The findings support the notion that CMV infection in children exhibits variable clinical features depending on immune status. Congenital infections tend to result in more permanent damage due to intrauterine exposure, while postnatal infections are typically mild unless the immune system is compromised. The immunological data demonstrate that both cellular and humoral responses are involved in disease progression and resolution. The elevated CD8+ T cell and NK cell activity reflects a strong antiviral response, whereas altered cytokine profiles may contribute to inflammation and tissue damage. Early identification of immunological imbalances can be useful in predicting disease severity and guiding therapy.

6. Conclusions

Cytomegalovirus infection in children presents with a broad spectrum of clinical and immunological manifestations depending on the age of the patient and the status of their immune system.

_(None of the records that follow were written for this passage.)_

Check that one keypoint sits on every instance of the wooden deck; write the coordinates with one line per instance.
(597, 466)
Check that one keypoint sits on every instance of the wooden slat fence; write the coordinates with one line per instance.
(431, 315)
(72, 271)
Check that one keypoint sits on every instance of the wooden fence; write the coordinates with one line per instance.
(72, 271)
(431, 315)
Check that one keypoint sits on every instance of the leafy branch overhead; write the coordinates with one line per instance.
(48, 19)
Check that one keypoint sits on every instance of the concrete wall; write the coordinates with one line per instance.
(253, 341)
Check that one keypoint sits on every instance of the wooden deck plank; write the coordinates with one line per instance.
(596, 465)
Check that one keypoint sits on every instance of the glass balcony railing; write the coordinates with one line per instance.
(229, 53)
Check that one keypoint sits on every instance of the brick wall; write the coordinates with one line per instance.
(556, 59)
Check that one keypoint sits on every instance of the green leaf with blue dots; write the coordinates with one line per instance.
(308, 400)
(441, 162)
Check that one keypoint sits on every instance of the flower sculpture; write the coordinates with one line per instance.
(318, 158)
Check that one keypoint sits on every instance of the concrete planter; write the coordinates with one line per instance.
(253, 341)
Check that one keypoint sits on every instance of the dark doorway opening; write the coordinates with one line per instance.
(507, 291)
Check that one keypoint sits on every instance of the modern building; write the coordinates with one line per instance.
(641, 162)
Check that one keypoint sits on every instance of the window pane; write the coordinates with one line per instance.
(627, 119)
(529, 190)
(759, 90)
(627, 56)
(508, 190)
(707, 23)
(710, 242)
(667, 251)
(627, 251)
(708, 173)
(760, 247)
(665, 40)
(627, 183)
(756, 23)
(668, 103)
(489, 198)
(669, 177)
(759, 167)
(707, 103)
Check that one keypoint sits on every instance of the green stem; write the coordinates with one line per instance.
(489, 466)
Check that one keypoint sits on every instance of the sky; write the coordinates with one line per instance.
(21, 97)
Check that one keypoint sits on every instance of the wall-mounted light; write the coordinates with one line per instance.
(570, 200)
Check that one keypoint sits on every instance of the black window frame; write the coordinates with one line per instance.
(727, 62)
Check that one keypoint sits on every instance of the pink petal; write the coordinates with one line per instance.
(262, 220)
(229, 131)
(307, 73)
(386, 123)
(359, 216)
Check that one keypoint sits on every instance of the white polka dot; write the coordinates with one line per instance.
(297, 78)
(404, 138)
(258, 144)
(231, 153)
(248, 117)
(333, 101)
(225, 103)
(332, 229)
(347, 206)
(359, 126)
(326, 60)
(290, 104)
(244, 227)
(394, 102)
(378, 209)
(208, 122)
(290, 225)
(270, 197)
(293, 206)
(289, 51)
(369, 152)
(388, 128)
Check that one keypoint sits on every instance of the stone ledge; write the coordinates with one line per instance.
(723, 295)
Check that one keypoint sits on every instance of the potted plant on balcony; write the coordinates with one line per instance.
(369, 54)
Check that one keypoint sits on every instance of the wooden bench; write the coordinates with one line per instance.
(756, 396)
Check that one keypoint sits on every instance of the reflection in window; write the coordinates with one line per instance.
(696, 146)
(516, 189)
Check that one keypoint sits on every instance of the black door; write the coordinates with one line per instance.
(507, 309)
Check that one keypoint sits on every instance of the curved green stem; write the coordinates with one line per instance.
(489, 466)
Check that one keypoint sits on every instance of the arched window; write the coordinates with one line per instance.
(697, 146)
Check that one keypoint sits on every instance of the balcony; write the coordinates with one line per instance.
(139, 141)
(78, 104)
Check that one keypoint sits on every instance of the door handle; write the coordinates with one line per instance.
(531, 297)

Congenital CMV infection is associated with severe systemic complications, including neurological and developmental impairments, and demonstrates significant immune dysregulation, particularly with a decreased CD4/CD8 ratio and elevated pro-inflammatory cytokines such as IL-4 and IL-17A. In contrast, immunocompetent children generally exhibit milder symptoms with transient immunological shifts, while immunocompromised patients experience more severe and prolonged disease courses, marked by pronounced immune suppression and cytokine imbalance.
These findings highlight the importance of early and accurate diagnosis of CMV infection in pediatric populations, especially in high-risk groups such as neonates and immunocompromised children. Immunological markers such as T-cell subset distribution and cytokine levels may serve as valuable tools for assessing disease severity and guiding therapy. A comprehensive understanding of these immune responses is essential for improving clinical outcomes, optimizing antiviral treatment strategies, and informing vaccine development efforts aimed at controlling CMV infection in children.